Wespen und Hornissen reagieren wie auch Honigbienen und Hummeln nur im Nestbereich auf ganz bestimmte Störungen, um ihr Volk samt Königin und Wabenbau zu verteidigen. Der Nestbereich umfaßt bei den kleineren Wespenarten ca. 2 - 3 m, bei der Mittleren Wespe nur 1-2 m, bei der Hornisse 3 - 4 m um das Nest herum. Er ist also kleiner als derjenige der Honigbienen, welche Störer in der Flugbahn noch in 10 -20 m Entfernung vom Stand angreifen können.
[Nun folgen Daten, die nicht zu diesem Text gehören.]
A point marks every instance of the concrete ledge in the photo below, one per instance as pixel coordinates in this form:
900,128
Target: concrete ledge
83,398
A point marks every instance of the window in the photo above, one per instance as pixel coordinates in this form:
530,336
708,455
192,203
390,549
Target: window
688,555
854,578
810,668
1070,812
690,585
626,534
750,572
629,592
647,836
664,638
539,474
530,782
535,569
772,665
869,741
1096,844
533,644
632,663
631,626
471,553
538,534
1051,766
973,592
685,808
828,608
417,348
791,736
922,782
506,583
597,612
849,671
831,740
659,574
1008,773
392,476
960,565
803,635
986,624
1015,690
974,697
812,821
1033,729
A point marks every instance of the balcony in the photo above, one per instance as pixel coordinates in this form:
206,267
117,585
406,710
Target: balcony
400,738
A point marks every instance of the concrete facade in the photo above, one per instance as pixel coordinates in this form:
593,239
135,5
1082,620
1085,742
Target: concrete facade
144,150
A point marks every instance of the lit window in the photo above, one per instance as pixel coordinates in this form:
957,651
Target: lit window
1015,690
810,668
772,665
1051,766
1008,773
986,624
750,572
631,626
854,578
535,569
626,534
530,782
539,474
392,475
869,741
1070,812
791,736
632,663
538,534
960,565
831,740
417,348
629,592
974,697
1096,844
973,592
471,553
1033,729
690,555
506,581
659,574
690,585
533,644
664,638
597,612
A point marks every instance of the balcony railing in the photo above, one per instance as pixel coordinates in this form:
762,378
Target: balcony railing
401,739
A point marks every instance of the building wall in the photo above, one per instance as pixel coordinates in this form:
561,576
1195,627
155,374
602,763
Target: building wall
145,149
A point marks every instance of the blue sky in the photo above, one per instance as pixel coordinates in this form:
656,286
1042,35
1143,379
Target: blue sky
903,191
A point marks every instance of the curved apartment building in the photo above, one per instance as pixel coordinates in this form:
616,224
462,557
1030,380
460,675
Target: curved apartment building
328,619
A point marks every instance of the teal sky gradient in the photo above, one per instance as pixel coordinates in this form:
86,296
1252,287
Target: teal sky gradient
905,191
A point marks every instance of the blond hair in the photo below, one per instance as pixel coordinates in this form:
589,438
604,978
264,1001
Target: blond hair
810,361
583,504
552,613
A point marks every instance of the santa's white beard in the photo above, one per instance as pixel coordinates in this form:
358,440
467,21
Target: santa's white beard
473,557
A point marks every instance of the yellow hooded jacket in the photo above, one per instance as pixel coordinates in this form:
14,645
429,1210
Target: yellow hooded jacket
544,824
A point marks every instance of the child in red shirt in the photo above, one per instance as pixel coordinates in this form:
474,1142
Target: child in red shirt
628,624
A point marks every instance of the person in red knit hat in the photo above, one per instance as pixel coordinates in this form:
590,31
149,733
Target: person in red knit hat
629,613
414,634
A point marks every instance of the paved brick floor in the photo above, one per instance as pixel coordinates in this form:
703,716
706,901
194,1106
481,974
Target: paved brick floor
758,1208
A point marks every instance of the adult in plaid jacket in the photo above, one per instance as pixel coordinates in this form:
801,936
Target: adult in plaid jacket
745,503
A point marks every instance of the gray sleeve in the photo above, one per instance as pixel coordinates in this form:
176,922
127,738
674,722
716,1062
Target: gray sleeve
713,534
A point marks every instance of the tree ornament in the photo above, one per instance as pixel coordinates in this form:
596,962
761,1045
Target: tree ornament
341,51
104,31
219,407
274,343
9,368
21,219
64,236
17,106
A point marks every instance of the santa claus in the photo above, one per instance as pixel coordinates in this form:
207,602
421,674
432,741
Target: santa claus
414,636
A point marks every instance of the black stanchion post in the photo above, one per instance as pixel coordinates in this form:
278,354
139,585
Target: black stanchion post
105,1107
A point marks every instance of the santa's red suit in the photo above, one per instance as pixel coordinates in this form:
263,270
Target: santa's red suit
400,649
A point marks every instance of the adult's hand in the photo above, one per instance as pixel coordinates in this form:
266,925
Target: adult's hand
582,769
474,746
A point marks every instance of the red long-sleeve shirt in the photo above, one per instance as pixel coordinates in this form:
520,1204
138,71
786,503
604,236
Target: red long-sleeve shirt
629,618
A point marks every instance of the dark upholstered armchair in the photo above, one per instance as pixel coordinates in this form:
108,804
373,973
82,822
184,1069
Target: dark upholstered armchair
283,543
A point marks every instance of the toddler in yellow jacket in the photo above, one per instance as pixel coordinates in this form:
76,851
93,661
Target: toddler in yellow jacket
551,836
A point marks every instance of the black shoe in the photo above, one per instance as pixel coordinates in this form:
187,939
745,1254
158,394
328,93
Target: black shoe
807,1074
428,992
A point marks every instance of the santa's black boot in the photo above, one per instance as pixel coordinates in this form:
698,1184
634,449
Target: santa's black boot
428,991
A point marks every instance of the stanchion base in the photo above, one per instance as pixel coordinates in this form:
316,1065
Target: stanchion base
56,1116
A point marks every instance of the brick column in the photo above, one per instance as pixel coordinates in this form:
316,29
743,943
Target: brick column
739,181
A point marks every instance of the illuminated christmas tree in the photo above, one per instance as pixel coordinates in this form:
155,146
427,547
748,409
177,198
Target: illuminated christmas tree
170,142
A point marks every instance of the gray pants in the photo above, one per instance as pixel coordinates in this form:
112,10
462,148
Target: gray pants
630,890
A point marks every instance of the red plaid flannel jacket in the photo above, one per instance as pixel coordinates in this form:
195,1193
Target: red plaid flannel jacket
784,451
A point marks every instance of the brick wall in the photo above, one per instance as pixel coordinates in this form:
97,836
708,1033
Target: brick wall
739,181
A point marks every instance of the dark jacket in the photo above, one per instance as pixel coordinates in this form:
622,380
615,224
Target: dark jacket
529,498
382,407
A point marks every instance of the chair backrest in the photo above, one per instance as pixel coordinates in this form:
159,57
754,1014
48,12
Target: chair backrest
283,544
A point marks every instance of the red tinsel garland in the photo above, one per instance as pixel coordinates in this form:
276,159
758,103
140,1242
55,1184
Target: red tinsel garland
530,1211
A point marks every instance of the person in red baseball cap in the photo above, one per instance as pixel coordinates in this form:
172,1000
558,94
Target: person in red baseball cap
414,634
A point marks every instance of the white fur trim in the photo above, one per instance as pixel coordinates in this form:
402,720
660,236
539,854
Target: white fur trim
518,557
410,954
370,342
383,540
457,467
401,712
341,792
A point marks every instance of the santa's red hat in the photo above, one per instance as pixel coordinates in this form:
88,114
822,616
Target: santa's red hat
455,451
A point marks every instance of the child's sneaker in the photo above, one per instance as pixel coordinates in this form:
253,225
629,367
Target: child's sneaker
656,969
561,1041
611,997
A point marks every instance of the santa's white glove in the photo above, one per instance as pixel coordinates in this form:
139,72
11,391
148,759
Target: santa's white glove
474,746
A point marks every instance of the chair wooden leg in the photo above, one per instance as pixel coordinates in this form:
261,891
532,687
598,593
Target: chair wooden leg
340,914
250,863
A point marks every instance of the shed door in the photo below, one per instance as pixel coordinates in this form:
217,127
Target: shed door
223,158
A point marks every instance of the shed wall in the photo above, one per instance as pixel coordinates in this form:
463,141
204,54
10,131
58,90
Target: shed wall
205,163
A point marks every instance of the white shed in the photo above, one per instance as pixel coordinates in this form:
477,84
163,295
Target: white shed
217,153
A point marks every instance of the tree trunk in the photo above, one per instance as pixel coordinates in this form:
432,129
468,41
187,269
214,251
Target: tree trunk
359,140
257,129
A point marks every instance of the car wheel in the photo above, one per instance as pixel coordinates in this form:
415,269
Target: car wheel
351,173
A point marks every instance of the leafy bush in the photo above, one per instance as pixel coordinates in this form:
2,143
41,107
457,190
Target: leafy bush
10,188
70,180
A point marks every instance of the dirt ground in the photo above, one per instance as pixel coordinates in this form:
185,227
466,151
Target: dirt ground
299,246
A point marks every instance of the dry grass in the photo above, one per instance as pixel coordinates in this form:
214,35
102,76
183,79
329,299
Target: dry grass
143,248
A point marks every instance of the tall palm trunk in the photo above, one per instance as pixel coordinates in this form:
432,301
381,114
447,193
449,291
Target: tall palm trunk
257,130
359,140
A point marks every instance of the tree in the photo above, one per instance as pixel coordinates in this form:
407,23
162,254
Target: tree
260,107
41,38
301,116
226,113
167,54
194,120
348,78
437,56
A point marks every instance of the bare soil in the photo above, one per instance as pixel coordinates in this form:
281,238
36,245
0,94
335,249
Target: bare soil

Damit ist das Verhalten der wildlebenden Insektenvölker berechenbar. Die Angaben über die Weite des Nestverteidigungsbereichs beziehen sich auf die voll entwickelten Völker. Schwache Völker haben nur einen geringen Verteidigungstrieb und der Verteidigungsbereich um das Nest ist stark eingeschränkt.

Grosses Hornissennest auf einem Dachboden Dieses große Hornissennest auf einem
Dachboden ließ sich aus nächster Nähebeobachten.

 

 

Auf welche Störungen reagieren nun die erwähnten Insektenvölker ?

Sie reagieren auf:

  • plötzliche Erschütterungen des Wabenbaues Klopfen, Stoßen)

  •  heftige Bewegungen;

  •  längeres Verstellen der Flugbahn;

  •  Anatmen der Tiere direkt am Nest, z.B. bei Nahbeobachtung


  •  Manipulation am Flugloch oder am Wabenbau;


  •  Betrieb eines Gerätes mit Verbrennungsmotor, z.B eines Rasenmähers.


  • Wobei es die Tiere sich auch an das Rasen mähen gewöhnen können, wenn dieses den gesamten Lebenszyklus durch geschieht.

    Tips für den Alltag

    Mit ruhig - gleitenden Bewegungen (etwa so, wie man sich dem Nest eines brütenden Vogels nähern würde, um diesen nicht zu verscheuchen) kann man auch den Nestbereich eines zuvor ungestört gebliebenen Insektenvolkes betreten und aus der Nähe das interessante Leben auf den Waben - etwa eines Wespen- oder Hornissenvolkes - beobachten.

    Schon mancher ist dadurch zum Freund und Bewunderer dieser Insekten geworden auch zum Imker. Stets ist es am besten, den "Nestbesitzern" den richtigen Umgang mit ihren Schutzbefohlenen vor Ort zu erklären und möglichst auch vorzuführen.

    Hornissenwächterin am Nesteingang
    D
    er Dank des Ratsuchenden ist Ihnen sicher er hat mit Ihrer Hilfe endlich die gewünschte Klarheit und damit auch Sicherheit gewonnen. Schärfen Sie ihm bei der Einweisung aber besonders ein, bei Beobachtungen aus der Nähe nicht in das Nest hinein zu atmen.

     

     


    Hornissenwächterin am Nesteingang

    Im Freien stellt man sich am besten gegen den Wind auf. Vor aufziehenden Gewittern oder Regenfronten können nicht nur Honigbienenvölker, sondern auch die wildlebenden Insektenvölker dicht am Nest eine leicht erhöhte Sensibilität gegenüber Störungen aufweisen.

    Als Ergebnis einer emotionslosen, dem Einzelfall angepaßten Aufklärung sollte den ratsuchenden Mitbürgern folgender Merksatz im Gedächtnis bleiben:

    Merke: "Wenn man erst einmal weiß, wo sich ein wildlebendes Insektenvolk befindet, kann man sich leicht durch eigenes richtiges Verhalten darauf einstellen und dadurch Stiche weitestgehend vermeiden."